Of course, any insight if I am not doing something optimally is most welcome!
path = Path(*your path to the folder with your unsupervised documents*)
model_url = *url to your pre-trained language model, e.g., from fastai in English: URLs.WT103_1*
Then try to load your data for the language model:
try:
data = TextLMDataBunch.load(path, 'tmp_lm', bs=batch_size)
except FileNotFoundError:
print('Data bunch not found, creating one from data source...')
data = (TextList.from_folder(path)
.filter_by_folder(include=())
.random_split_by_pct(0.1)
.label_for_lm()
.databunch(bs=batch_size))
data.save('tmp_lm')
Now you instantiate a language model learner:
learner = language_model_learner(data, pretrained_model=model_url, drop_mult=0.3)
Learning rate finder:
learner.lr_find()
learner.recorder.plot(skip_end=15)
Then you train the last layers of the language model:
try:
learner.load('fit_head')
except FileNotFoundError:
print('\nTraining language model (last layers)...')

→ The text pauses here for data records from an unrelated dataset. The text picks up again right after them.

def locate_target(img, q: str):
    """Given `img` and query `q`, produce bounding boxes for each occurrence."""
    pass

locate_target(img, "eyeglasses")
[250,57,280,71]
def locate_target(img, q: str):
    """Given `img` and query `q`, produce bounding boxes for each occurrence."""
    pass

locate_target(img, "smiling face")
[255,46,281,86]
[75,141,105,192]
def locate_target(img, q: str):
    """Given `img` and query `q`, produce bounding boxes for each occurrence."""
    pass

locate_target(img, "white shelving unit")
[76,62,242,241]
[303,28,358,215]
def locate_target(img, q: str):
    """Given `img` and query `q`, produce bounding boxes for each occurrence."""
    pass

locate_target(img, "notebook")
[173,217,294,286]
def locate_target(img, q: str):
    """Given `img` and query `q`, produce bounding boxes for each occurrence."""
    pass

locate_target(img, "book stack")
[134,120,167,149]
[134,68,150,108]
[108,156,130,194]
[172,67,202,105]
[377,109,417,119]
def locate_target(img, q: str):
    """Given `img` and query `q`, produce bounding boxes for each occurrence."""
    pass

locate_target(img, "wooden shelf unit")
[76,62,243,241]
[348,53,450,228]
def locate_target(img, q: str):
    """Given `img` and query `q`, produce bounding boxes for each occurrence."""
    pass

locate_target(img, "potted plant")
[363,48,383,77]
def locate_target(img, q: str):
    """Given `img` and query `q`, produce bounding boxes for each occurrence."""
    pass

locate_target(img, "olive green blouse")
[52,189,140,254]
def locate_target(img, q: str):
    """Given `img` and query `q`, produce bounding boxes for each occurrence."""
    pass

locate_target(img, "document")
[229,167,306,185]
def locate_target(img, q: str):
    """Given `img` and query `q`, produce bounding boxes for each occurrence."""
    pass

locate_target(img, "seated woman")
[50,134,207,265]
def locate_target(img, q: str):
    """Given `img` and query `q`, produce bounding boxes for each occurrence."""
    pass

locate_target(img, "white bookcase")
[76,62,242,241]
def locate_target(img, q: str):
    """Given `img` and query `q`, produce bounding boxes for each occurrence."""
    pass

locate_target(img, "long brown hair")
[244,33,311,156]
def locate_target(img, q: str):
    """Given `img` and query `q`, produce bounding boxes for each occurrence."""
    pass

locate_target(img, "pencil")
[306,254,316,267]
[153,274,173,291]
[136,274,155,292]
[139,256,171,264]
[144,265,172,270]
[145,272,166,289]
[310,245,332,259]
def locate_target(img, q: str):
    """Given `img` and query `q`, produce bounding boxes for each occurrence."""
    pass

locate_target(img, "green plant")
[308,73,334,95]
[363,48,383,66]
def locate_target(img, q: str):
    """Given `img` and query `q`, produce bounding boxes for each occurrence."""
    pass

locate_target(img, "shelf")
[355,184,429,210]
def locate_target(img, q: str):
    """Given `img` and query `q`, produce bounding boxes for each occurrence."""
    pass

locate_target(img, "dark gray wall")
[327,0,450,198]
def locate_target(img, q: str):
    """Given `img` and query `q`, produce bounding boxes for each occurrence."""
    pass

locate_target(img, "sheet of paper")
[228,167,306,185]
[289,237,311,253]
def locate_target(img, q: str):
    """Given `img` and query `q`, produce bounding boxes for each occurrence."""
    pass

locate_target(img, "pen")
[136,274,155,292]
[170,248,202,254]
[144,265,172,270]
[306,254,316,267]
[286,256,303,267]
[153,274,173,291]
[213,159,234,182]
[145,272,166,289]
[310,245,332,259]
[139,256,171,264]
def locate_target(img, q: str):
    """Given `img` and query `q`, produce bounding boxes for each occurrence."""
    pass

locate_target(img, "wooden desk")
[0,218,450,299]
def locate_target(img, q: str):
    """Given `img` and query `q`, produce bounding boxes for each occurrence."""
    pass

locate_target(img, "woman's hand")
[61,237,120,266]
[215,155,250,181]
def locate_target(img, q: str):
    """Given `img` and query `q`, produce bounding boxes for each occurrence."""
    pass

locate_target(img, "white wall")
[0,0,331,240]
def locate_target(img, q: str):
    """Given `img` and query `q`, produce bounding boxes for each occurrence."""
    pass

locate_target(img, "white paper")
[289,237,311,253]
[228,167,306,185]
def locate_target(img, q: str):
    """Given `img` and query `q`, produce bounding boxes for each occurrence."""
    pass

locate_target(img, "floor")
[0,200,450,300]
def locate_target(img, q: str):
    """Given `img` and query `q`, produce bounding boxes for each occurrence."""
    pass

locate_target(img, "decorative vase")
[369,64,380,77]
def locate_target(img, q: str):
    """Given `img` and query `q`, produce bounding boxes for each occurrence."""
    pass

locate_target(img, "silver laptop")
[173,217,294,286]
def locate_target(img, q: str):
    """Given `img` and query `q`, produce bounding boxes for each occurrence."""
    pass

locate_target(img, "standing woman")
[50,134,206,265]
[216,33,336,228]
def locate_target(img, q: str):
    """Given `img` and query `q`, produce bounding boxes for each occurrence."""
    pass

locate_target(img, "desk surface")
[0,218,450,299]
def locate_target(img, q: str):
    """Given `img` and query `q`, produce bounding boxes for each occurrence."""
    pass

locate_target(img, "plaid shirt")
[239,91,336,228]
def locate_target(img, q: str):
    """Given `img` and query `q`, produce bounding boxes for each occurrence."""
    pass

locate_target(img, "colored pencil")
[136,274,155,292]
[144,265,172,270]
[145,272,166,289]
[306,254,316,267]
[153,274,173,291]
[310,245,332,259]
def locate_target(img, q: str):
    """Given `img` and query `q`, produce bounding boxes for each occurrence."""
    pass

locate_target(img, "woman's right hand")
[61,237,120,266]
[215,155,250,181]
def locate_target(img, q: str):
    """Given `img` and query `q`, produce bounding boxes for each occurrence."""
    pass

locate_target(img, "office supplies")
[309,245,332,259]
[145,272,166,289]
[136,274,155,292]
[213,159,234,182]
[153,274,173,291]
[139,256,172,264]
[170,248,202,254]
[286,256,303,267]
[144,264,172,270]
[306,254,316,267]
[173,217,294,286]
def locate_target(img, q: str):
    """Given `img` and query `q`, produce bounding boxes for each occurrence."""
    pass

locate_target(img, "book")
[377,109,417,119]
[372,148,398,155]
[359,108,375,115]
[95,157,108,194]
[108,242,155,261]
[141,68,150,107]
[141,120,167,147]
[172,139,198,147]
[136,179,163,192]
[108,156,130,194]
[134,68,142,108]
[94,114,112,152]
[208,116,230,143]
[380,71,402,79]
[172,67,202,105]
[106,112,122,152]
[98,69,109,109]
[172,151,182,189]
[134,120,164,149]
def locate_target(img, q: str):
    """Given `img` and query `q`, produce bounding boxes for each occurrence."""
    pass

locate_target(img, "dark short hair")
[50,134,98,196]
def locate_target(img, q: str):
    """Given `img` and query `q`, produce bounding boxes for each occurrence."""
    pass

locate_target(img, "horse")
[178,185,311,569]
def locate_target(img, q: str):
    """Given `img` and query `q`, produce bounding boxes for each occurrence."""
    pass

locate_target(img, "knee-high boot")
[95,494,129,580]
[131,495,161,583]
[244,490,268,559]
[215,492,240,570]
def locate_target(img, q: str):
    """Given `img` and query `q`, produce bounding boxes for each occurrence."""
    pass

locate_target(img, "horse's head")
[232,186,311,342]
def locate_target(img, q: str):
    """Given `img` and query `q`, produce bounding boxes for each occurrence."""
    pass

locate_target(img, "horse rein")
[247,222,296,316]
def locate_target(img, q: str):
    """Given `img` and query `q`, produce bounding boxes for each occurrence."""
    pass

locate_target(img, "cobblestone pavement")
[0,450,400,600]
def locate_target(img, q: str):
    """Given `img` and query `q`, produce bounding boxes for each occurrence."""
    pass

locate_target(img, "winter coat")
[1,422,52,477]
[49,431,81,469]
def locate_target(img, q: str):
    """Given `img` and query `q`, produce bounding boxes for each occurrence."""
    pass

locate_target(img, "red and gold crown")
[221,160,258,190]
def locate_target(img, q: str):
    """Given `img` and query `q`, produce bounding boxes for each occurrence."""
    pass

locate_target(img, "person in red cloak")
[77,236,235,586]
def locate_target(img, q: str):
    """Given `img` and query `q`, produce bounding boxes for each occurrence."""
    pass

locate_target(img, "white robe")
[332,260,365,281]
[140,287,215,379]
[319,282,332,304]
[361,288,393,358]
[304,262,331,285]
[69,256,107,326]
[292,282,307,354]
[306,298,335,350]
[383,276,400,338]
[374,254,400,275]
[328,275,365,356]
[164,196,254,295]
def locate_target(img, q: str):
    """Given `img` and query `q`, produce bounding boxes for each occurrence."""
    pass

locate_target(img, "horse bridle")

learner.fit_one_cycle(1, 5e-2, moms=(0.8, 0.7))
learner.save('fit_head')
Then you train the whole thing. In the Jupyter example they use 10 cycles here, but in my case apparently one is better? I’m still figuring out these details.
try:
learner.load('fine_tuned')
except FileNotFoundError:
print('\nFine-tuning learner...')
learner.unfreeze()
learner.fit_one_cycle(number_rounds, 5e-3, moms=(0.8, 0.7))
learner.save('fine_tuned')
To test the language model (which is fun):
text_prompt = 'I wonder what text comes after this"
n_words = 100
n_sentences = 2
print("\n".join(learner.predict(text_prompt, n_words, temperature=0.75)
for _ in range(n_sentences)))
Save the language model encoder (the part that the classifier will use):
learner.save_encoder('fine_tuned_enc')
Next step: we need a classifier. IMPORTANT: we need the vocabulary from the language model!
vocab = data.vocab
Loading its dataset.
try:
classifier_data = TextDataBunch.load(path,
'tmp_multi_label_data',
bs=batch_size)
except FileNotFoundError, IndexError:
print('Some error message')
label_cols = [0, 1, 2, 3] # the columns from which you take the labels in the csv file
classifier_data = (TextList.from_csv(path,
relative_path_to_csv_file_from_path,
cols='text',
vocab=vocab)
.random_split_by_pct(valid_pct=0.2)
.label_from_df(cols=label_cols)
.databunch(bs=batch_size))
classifier_data.save('tmp_multi_label_data')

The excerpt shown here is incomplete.